From Alan Sherouse, Pastor
I re-read the “Letter from Birmingham Jail” today, which has become an annual practice for on this day we honor Rev. Dr. Martin Luther King, Jr. Inspired and prophetic with each read, if ever the canon was opened again, mark me down for a vote for this epistle as the first addition.
As I read this year, I especially noted a passing reference to a “Reverend Stallings.” I learned the name Rev. Earl Stallings recently from a dear member of First Baptist Greensboro. After recent reflection on the Letter from Birmingham Jail in a sermon, Esther Matthews mentioned casually in a call later that week, “You know, my cousin, Earl, was right in the middle of all of that!”
Cousin Earl/Rev. Stallings was the pastor of the First Baptist Church of Birmingham in 1963, making him one of the eight white pastors of downtown churches who sent the “Call for Unity” to Dr. King, urging him to steer clear of Birmingham, encouraging him to accept gradual change, and telling him to wait on time to alter things. These eight pastors were the initial “white moderate” audience to whom Dr. King was writing — the foreparents of any of us who are “more devoted to ‘order’ than to justice.”
But for those of us who are white, Rev. Stallings might also provide a model of how the words of Dr. King we read and quote today can yet provoke us to action and change. After Dr. King’s arrest, Rev. Stallings felt deep regret about his part in the “Call to Unity” and his hesitation to join the work. He repented, in fact, changing direction most immediately on the following Sunday — Easter Sunday — when he was the only of those white pastors to follow through on a pledge to open the church to all people, and particularly to Black worshippers. It was the least he could do. But at that time the action was disruptive enough to prompt a walkout of half the white worshippers and lead to threats from within the community. And while it didn’t change his part in the previous disappointment, it also prompted Dr. King to reference him in his letter from jail: “I commend you, Reverend Stallings, for your Christian stand this past Sunday, in welcoming Negroes to your worship service on a nonsegregated basis.”
Reverend Stallings’ action on Easter Sunday 1963 ultimately initiated tension in the church that led him to resign within the next couple of years. But it helped initiate more than that, too. In 1970, Winifred and Twila Bryant — a mother and daughter who were Black — asked to join First Baptist Birmingham. Their membership was voted down, which prompted 250 people to leave First Baptist Church to start something new. They became the initial founders of Baptist Church of the Covenant in Birmingham, which recently celebrated 50 years as a leading progressive, justice-oriented church among Baptists and throughout the Southern U.S.
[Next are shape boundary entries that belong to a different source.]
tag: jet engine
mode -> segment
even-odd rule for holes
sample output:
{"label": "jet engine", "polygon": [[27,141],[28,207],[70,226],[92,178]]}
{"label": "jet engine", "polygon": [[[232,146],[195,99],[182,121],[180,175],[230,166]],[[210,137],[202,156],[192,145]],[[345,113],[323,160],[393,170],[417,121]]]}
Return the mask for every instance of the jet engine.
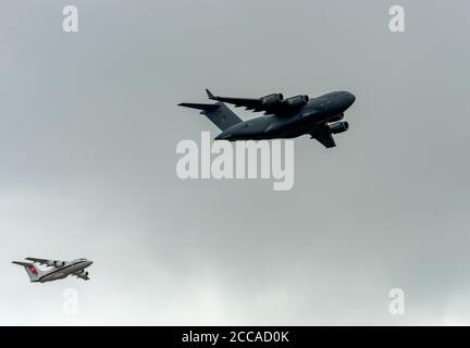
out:
{"label": "jet engine", "polygon": [[47,265],[50,268],[61,268],[65,264],[63,261],[48,261]]}
{"label": "jet engine", "polygon": [[286,100],[284,100],[284,102],[293,108],[300,108],[304,107],[306,104],[308,104],[309,101],[309,97],[308,96],[295,96],[295,97],[290,97],[287,98]]}
{"label": "jet engine", "polygon": [[261,102],[267,108],[275,108],[282,104],[284,96],[282,94],[273,94],[261,98]]}
{"label": "jet engine", "polygon": [[346,132],[349,128],[349,124],[346,121],[336,122],[336,123],[329,124],[329,127],[332,134],[338,134],[338,133]]}

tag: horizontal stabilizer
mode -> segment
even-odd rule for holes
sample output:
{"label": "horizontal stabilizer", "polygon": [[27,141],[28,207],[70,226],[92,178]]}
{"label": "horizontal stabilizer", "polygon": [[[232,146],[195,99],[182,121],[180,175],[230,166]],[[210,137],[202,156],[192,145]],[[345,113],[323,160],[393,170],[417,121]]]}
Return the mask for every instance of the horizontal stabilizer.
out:
{"label": "horizontal stabilizer", "polygon": [[205,110],[205,111],[215,110],[219,108],[218,104],[202,104],[202,103],[194,103],[194,102],[182,102],[178,105],[185,108]]}

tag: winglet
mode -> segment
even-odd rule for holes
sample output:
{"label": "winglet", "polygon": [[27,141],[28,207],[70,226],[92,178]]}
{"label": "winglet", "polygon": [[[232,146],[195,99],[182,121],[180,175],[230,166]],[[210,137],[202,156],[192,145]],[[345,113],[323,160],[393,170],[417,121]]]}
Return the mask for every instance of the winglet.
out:
{"label": "winglet", "polygon": [[206,88],[206,92],[208,94],[209,99],[215,99],[208,88]]}

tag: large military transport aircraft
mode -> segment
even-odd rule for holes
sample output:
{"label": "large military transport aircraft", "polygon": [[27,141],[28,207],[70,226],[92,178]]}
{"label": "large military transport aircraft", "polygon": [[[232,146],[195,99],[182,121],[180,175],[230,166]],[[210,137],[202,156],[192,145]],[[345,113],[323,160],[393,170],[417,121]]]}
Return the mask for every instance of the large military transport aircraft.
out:
{"label": "large military transport aircraft", "polygon": [[[309,134],[326,148],[336,146],[333,134],[346,132],[348,123],[342,121],[344,112],[355,102],[356,97],[348,91],[335,91],[309,98],[296,96],[284,99],[282,94],[261,98],[218,97],[206,89],[209,99],[217,103],[180,103],[181,107],[201,110],[222,133],[217,140],[261,140],[296,138]],[[225,103],[244,107],[264,115],[242,121]]]}
{"label": "large military transport aircraft", "polygon": [[[25,268],[29,279],[33,283],[46,283],[57,279],[62,279],[69,275],[75,275],[78,278],[88,281],[88,272],[85,271],[86,268],[91,265],[92,261],[87,259],[76,259],[73,261],[55,261],[36,258],[26,258],[25,260],[30,262],[13,261],[12,263],[20,264]],[[50,268],[47,271],[39,270],[36,268],[35,263],[44,264]]]}

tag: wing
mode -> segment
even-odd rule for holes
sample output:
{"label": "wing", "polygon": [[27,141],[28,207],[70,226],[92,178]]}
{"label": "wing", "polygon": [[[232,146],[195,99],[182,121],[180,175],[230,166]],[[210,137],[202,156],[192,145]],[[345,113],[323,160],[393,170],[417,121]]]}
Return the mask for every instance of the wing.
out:
{"label": "wing", "polygon": [[89,281],[88,272],[77,272],[77,273],[74,273],[73,275],[75,275],[77,278],[82,278],[84,281]]}
{"label": "wing", "polygon": [[[262,99],[261,98],[232,98],[232,97],[218,97],[211,94],[209,89],[206,89],[209,99],[218,100],[222,102],[227,102],[234,104],[235,108],[245,107],[247,110],[261,111]],[[259,109],[259,110],[258,110]]]}
{"label": "wing", "polygon": [[57,262],[54,260],[36,259],[36,258],[25,258],[25,260],[33,261],[33,262],[39,263],[39,264],[46,264],[46,265],[51,265],[51,264],[53,264],[53,262]]}
{"label": "wing", "polygon": [[334,148],[336,146],[331,129],[326,124],[313,129],[310,135],[312,139],[317,139],[327,149]]}
{"label": "wing", "polygon": [[206,92],[209,99],[234,104],[235,108],[243,107],[246,110],[255,112],[265,111],[267,113],[285,111],[285,104],[283,104],[284,97],[282,94],[272,94],[262,98],[233,98],[214,96],[209,89],[206,89]]}

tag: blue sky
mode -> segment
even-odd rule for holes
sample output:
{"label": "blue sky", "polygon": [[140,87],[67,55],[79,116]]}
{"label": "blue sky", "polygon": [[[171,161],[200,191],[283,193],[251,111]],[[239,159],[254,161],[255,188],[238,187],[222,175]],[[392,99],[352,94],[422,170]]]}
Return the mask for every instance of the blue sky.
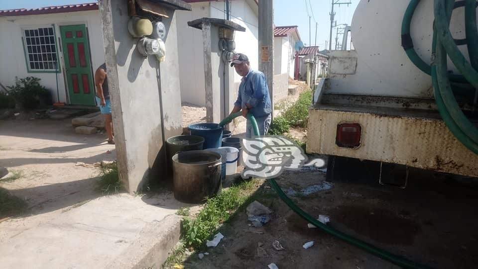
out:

The Letter from Birmingham Jail is written to those who resist extremism and prefer middle ground; those who would seek what Dr. King called “negative peace” that is “the absence of conflict” rather than “true peace” that is “the presence of justice”; those who were leaders of a larger Church and individual churches that had disappointed and betrayed him and attempted to thwart the movement. But I’m remembering today that the letter was also written to some people who read Dr. King’s words and were moved to change. Dr. King called them “notable exceptions” — which can still include any of us willing to resist the impulses to patience, safety and self-preservation, and join more fully the work of justice.